Any other super good bike options that seem to be consensus favorites? I'd really like a Yeti SB5.5 I think but they don't make an XXL, its not a super big XL and I've heard their support is vastly inferior to Santa Cruz. Thanks


----------



## MadPainterGrafx (Oct 3, 2014)

svinyard said:


> Hi guys, hoping you can pass along a bit of wisdom to not-an-expert. I'm 6-4, 34in inseam and 190lbs. I'm guessing most bikes are a bit small for me judging by the geos out there. But, the Hightower LT comes in with the XXL which I'm guessing is about right for a guy my size (let me know if that's not ideal). I newer to the bike buying side and looking to replace an older 26in. I'd like a do-it-all bike tho, mostly I do a lot of climbing with flow downhill with a few drops in there and gardens. Some days we ride the rocky/chunky stuff but it's not in my backyard. The Hightower LT seems to be a sweet setup as its as efficient as less travel bike but can take the heat if I do an uplift/rough day. I'm still learning and probably won't be hitting hit hard and fast for now which makes a bit apprehensive with some of the bigger travel bikes. I'm wondering if the Hightower suspension is harsh when not charging hard? Is the bike still playful too or a dead fish? FWIW I've heard that you can swap the DPX2 shock on the hightower lt for a straight X2 and get much better performance, especially within the early portion of the shock...which is where I've read that HT LT is a little rough. Curious as to others experiences here.
> 
> Any other super good bike options that seem to be consensus favorites? I'd really like a Yeti SB5.5 I think but they don't make an XXL, its not a super big XL and I've heard their support is vastly inferior to Santa Cruz. Thanks


Our LBS owner is a pretty tall guy and is riding the HTLT as his ride of choice this year. He's on an XL though. I just started watching the YouTube channel of Ben Cathro. He races enduros in the UK and he's a very tall rider like yourself. He just did a video on his new HTLT that's an XXL and he's loving it. Cool videos and an excellent rider!

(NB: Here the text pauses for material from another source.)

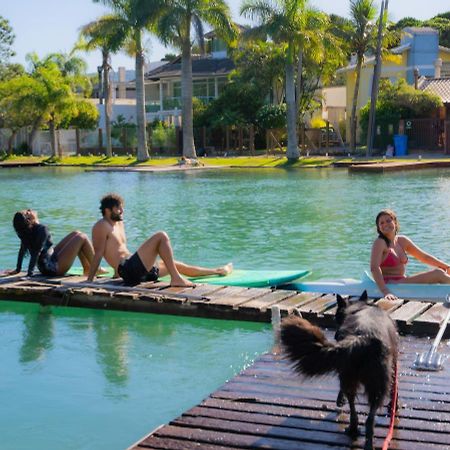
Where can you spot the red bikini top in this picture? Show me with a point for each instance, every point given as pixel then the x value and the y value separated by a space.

Sent from my LG-LS777 using Tapatalk


----------



## jeremy3220 (Jul 5, 2017)

svinyard said:


> I'm 6-4, 34in inseam and 190lbs. I'm guessing most bikes are a bit small for me judging by the geos out there.


What XL bikes have you tried recently that felt too small?

I don't get to try out many bikes so I'm genuinely curious, most companies list their XL bikes as being recommended for at least 6'4" and many up to 6'6", however I regularly see posts from people well within those ranges saying they need an XXL bike. I get that people have different proportions and preferences but I'd think they'd be in the minority and most riders within the recommended range would feel comfortable on an XL bike. Are manufactures that far off on sizing recommendations?


----------



## svinyard (Aug 14, 2017)

jeremy3220 said:


> What XL bikes have you tried recently that felt too small?
> 
> I don't get to try out many bikes so I'm genuinely curious, most companies list their XL bikes as being recommended for at least 6'4" and many up to 6'6", however I regularly see posts from people well within those ranges saying they need an XXL bike. I get that people have different proportions and preferences but I'd think they'd be in the minority and most riders within the recommended range would feel comfortable on an XL bike. Are manufactures that far off on sizing recommendations?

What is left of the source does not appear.